Now, just focusing on the part where the pattern is used:

            result = cache_get(key, sentinel)                    
            if result is not sentinel:                           
                hits += 1                                        
                return result                                    
            result = user_function(*args, **kwds)                
            cache[key] = result                                  
            misses += 1                                          
            return result 

As far as I can tell, this can be rewritten the following way:

            if key not in cache:
                result = user_function(*args, **kwds)
                cache[key] = result
                misses += 1
            else:
                result = cache_get(key)
                hits += 1
            return result

I wondered: What is the benefit of this sentinel method? I thought it might be efficiency. The python wiki says that "x in s" is O(n) average case, while get item is O(1) average case. But does this actually make a practical time difference?

I ran some quick tests on my laptop, and the runtimes are close, both in scenarios where most keys are hits and where most keys are misses.
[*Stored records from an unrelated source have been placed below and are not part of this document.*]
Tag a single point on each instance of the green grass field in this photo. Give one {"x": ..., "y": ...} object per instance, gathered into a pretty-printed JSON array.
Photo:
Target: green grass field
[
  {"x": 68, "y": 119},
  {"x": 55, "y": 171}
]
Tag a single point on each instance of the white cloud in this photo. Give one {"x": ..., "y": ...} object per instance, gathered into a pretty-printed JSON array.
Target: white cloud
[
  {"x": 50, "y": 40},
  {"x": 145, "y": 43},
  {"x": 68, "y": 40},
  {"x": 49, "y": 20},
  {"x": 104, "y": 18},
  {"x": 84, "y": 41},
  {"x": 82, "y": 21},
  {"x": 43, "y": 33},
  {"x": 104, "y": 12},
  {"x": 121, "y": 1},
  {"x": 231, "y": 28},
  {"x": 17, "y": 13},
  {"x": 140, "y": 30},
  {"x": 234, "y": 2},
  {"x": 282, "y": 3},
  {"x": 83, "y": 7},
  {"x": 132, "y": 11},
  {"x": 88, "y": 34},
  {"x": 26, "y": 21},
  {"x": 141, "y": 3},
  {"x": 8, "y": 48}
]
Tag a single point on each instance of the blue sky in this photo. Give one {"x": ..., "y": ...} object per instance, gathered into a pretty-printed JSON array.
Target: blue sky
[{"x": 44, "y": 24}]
In reply to @martineau, I don't think there is any additional functionality we get from this pattern, as demonstrated by this interactive session:

>>> d={1:None}
>>> if 1 in d:
...     print('one is there')
... 
one is there
>>> if 2 in d:
...     print('two is not')
... 
>>> d={1:None,None:3}
>>> if None in d:
...     print('we can find a none key as well')
... 
we can find a none key as well

So, the question remains: What is the point of this pattern?


Solution

  • In the code you show, using dict.get with a sentinel value is a small optimization for the case where the key does exist in the dictionary. In that case, you only need to go through the hashing and key lookup process once, in the get call, not twice as you would need in an if key in dict: value = dict[key] equivalent.
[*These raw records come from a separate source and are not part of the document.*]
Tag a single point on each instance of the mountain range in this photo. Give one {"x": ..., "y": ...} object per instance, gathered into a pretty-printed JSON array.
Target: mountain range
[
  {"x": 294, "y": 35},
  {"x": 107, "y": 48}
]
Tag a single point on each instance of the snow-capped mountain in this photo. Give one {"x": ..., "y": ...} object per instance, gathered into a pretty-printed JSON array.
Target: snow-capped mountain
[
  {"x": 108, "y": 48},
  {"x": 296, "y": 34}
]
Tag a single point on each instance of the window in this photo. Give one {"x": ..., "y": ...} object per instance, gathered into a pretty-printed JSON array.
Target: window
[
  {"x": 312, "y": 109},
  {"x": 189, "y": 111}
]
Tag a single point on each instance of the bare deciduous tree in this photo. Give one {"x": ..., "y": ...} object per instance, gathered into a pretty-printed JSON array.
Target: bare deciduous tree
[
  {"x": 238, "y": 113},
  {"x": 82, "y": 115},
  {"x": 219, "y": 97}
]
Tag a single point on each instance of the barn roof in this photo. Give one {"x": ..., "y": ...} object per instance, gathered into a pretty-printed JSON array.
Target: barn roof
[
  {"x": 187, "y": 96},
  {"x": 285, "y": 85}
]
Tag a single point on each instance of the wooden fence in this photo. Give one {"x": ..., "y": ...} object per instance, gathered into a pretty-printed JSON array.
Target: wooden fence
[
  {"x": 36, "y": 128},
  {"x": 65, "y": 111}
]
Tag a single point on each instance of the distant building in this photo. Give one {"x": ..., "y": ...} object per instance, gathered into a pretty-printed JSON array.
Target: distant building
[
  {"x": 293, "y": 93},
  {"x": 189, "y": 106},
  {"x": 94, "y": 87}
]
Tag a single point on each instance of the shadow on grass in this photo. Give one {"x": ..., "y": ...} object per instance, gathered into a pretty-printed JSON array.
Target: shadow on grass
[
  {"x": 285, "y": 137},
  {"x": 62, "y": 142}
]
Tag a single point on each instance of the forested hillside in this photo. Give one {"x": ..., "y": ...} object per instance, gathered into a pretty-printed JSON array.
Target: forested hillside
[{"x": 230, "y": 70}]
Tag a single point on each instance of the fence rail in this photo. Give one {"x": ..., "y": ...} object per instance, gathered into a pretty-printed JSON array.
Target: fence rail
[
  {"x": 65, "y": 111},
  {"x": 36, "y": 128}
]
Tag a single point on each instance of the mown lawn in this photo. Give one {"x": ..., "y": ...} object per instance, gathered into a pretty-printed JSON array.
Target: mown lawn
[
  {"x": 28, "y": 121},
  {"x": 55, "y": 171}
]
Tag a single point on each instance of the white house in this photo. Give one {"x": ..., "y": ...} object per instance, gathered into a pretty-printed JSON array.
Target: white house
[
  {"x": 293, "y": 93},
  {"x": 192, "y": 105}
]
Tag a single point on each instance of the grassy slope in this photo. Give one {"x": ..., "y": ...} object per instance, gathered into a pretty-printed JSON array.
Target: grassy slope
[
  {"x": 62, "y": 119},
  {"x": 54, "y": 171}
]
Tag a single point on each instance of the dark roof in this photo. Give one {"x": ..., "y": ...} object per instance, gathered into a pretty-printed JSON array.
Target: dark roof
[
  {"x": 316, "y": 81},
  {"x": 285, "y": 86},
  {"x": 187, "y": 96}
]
    This doesn't change the computational complexity, since dictionary indexing and membership testing are both O(1), but even small performance improvements can be important if they're in "hot" code that gets run very often. And that's exactly where memoization like that provided by like the code you show is most useful!

    There are some other pretty common micro-optimizations you may see in some Python code in the standard library. Your example contains another one, saving a bound method (cache.get) to a local variable (cache_get). This lets the code avoid rebinding the method each time it is needed, which involves indexing into instance and class dictionaries and creating a bound method object.